PEOPLE OF MI V NATHANIEL ROBERTSONAnnotate this Case
STATE OF MICHIGAN
COURT OF APPEALS
PEOPLE OF THE STATE OF MICHIGAN,
December 22, 1998
LC No. 93-000567
Before: Doctoroff, P.J., and Sawyer and Fitzgerald, JJ.
Following a bench trial, defendant was convicted of unarmed robbery, MCL 750.530; MSA
28.798. He pleaded guilty to being an habitual offender, third offense, MCL 769.11; MSA 28.1083.

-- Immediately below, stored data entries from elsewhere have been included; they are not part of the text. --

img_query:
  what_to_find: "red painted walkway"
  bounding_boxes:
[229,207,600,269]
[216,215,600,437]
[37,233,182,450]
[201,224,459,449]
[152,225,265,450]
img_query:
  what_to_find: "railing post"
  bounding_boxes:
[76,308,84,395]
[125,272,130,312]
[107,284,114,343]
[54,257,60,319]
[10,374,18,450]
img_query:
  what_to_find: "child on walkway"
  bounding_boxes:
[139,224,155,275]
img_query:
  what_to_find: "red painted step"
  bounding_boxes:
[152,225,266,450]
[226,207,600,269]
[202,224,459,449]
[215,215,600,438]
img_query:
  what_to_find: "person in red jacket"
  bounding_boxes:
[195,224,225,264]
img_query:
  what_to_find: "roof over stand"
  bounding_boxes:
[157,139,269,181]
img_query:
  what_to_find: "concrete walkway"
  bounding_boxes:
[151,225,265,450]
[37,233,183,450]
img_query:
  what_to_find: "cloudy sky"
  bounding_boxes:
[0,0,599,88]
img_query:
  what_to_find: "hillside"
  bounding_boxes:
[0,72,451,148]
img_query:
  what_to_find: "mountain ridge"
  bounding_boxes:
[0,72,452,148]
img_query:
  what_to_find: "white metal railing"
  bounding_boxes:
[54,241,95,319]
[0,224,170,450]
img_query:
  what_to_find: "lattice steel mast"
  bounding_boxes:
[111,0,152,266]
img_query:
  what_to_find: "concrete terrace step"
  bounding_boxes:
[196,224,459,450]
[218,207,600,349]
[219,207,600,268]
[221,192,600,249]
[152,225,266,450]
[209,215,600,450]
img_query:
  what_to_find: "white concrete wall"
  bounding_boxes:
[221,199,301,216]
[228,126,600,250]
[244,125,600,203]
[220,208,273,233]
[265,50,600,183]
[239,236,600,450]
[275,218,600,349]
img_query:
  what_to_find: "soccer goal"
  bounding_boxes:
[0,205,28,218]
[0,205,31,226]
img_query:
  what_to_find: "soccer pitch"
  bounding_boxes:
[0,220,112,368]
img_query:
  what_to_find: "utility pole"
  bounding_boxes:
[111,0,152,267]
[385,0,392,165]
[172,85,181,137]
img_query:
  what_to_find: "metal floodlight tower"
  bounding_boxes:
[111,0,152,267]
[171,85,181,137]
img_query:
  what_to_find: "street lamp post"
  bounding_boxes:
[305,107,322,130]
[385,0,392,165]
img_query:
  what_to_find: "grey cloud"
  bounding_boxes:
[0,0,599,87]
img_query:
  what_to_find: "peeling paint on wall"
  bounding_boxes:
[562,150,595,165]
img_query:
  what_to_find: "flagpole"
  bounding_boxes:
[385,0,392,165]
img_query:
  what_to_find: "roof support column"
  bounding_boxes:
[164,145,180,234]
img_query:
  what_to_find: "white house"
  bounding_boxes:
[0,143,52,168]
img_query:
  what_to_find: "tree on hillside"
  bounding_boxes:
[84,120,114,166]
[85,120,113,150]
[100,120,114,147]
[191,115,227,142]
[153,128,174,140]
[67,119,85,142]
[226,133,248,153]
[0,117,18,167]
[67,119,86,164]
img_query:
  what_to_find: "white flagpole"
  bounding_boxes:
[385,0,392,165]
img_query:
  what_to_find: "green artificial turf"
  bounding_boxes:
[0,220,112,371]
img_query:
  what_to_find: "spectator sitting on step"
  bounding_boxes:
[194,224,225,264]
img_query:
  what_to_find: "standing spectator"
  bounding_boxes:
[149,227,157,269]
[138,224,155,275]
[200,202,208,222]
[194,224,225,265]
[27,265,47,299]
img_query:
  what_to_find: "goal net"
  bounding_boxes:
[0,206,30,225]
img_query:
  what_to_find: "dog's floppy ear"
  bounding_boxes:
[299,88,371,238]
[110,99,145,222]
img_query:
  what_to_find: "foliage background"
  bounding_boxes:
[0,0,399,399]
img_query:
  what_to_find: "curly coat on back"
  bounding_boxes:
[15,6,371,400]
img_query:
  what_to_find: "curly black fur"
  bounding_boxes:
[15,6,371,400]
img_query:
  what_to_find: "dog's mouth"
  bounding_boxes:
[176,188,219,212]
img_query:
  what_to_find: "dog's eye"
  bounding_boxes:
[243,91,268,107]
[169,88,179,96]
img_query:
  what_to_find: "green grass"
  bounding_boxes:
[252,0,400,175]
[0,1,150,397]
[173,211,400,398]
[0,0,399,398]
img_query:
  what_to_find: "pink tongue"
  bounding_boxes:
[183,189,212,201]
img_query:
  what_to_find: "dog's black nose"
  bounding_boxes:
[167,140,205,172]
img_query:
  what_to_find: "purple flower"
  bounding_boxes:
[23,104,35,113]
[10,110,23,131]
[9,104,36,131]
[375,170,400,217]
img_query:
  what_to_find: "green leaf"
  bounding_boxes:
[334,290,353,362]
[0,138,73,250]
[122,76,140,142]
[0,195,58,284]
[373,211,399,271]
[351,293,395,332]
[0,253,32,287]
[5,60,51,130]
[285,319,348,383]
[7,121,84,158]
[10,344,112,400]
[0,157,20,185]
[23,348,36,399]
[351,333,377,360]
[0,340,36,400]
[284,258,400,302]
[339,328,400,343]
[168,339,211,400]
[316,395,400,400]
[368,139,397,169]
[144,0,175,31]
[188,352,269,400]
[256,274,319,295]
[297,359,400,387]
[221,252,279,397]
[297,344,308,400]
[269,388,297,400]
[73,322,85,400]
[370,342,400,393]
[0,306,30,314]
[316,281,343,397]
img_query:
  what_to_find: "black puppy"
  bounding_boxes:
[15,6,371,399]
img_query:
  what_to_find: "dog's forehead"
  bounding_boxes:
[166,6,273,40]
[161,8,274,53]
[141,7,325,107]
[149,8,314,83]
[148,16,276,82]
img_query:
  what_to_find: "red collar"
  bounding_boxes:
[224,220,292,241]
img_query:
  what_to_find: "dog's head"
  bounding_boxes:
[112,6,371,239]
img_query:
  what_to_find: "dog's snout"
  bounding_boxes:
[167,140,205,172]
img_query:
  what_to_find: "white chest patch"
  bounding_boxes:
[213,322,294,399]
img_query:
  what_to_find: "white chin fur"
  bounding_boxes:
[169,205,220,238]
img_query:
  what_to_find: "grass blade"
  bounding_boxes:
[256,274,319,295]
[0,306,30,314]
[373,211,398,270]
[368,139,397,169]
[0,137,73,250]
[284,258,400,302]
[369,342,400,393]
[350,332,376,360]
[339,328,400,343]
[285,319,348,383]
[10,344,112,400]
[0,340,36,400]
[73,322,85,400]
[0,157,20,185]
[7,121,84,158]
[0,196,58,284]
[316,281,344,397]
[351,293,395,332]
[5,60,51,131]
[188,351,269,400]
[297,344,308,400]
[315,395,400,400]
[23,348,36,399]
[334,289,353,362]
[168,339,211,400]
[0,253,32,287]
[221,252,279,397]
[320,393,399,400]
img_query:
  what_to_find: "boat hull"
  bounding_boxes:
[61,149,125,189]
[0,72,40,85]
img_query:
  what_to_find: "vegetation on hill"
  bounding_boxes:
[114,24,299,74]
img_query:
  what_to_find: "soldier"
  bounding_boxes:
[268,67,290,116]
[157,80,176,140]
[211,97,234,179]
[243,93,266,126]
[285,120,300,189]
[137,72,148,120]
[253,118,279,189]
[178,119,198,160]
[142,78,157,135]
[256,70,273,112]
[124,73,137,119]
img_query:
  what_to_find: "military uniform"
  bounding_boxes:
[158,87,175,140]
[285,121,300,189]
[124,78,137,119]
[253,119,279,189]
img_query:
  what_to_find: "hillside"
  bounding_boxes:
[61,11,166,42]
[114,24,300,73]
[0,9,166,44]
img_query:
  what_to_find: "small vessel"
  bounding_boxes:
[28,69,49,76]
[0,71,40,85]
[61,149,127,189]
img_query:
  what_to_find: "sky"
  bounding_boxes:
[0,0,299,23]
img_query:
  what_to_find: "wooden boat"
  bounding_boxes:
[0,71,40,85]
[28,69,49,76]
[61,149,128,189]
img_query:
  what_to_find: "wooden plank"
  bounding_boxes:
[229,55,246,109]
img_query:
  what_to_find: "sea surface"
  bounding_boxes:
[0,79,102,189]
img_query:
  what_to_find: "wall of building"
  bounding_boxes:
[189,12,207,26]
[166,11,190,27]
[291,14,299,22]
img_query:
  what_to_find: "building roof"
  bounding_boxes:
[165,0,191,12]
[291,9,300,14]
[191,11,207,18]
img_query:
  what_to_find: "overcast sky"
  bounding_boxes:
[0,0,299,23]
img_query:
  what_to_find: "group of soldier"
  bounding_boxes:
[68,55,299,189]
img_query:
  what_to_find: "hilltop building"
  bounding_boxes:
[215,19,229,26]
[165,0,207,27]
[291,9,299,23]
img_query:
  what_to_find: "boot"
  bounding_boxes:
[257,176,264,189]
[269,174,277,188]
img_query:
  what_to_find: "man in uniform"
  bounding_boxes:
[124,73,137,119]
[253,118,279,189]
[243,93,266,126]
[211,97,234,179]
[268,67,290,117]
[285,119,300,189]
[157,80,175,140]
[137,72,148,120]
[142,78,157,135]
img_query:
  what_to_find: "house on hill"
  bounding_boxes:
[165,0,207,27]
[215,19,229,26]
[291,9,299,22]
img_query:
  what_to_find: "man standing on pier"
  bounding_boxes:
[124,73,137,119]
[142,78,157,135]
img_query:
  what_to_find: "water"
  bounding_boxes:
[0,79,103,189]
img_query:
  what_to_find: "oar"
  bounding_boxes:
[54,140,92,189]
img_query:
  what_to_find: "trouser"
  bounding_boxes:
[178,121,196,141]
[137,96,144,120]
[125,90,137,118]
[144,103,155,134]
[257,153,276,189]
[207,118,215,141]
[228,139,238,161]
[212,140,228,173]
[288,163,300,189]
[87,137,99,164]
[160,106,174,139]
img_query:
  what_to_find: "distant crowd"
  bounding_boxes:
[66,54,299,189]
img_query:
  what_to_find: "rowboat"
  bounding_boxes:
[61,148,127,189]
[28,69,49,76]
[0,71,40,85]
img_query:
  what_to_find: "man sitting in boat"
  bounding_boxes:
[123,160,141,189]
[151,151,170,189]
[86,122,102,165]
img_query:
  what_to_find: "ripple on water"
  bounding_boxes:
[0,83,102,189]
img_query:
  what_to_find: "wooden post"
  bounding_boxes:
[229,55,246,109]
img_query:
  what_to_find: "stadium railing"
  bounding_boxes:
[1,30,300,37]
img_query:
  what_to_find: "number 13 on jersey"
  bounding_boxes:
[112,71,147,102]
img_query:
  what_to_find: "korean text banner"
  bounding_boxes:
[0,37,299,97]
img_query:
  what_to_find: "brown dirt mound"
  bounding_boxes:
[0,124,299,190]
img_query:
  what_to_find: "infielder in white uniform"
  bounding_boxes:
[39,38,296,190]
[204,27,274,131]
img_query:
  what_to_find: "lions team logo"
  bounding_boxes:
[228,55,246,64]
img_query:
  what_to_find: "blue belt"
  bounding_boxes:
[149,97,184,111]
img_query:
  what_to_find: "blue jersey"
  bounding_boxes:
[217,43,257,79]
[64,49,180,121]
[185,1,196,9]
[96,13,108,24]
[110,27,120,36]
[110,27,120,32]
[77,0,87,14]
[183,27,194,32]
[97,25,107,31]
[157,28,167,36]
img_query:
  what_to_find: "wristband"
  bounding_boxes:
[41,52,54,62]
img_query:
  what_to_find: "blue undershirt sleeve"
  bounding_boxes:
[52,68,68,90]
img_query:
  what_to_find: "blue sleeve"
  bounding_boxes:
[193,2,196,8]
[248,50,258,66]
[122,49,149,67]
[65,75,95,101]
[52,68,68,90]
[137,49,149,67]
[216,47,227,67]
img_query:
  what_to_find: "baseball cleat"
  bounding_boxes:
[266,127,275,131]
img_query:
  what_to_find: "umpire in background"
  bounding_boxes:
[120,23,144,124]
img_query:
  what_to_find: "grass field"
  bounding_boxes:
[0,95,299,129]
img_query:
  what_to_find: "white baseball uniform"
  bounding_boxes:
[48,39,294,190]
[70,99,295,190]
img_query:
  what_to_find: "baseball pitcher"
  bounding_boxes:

The court sentenced defendant to three to fifteen years’ imprisonment for unarmed robbery, but that
sentence was vacated. Defendant was also sentenced to three to fifteen years’ imprisonment as an
habitual offender. The trial court subsequently denied defendant’s motion for resentencing. He appeals
as of right. We affirm.
Defendant had two previous convictions for armed robbery as well as one conviction for assault
and one for possession of a firearm during the commission of a felony. He had four misconducts from
his most recent prison stint. At sentencing, Judge Sapala stated that he believed defendant was a
different man than he had been four years earlier when this crime was committed. The judge was
“bothered” that the 1,261 days defendant had served would be credited only to his parole case. He
stated that if this case had been finished three years ago, the parole board might have acted and
defendant could have then begun serving this time before the sentencing date. The sentencing guidelines
for unarmed robbery are five to ten years, but the judge took the above factors into consideration when
he decided to vacate the unarmed robbery sentence, and sentence defendant to three to fifteen years as
an habitual offender.
Defendant argues that the original sentence was invalid because it was based on a
misconception of law. If a sentence is invalid, the defendant is entitled to resentencing. People v Lino
(After Remand), 213 Mich App 89, 99; 539 NW2d 545 (1995), overruled on other grounds, People
v Carson, 220 Mich App 662; 560 NW2d 657 (1996). A sentence is invalid if the trial court bases
the sentence on a misconception of the law. People v Miles, 454 Mich 90, 96; 559 NW2d 299
The misconception of law in this case, defendant claims, is that the judge thought that defendant
would serve only three years if he sentenced defendant to a three-year minimum term.
However, the court’s stated reasons for sentencing defendant as it did do not support
defendant’s contention. There is no reason to think that the judge “intended” defendant to walk out of
prison on any particular date, nor that the judge was under the impression that the sentence he imposed
would require defendant to be released at any particular time. Therefore, we believe that the judge was
not laboring under any misconception of law when he sentenced defendant to three to fifteen years for
habitual offender third.
We also note that the court could have sentenced defendant to a term twice the statutory
maximum for the underlying unarmed robbery. MCL 769.11(1)(a); MSA 28.1083(1)(a). The
statutory maximum for unarmed robbery is fifteen years. MCL 750.530; MSA 28.798; People v
Smith, 195 Mich App 147, 149; 489 NW2d 135 (1992). The sentence the trial court imposed is
proportionate and valid and the trial court did not abuse its discretion in determining the sentence, nor
err in denying defendant’s motion for resentencing.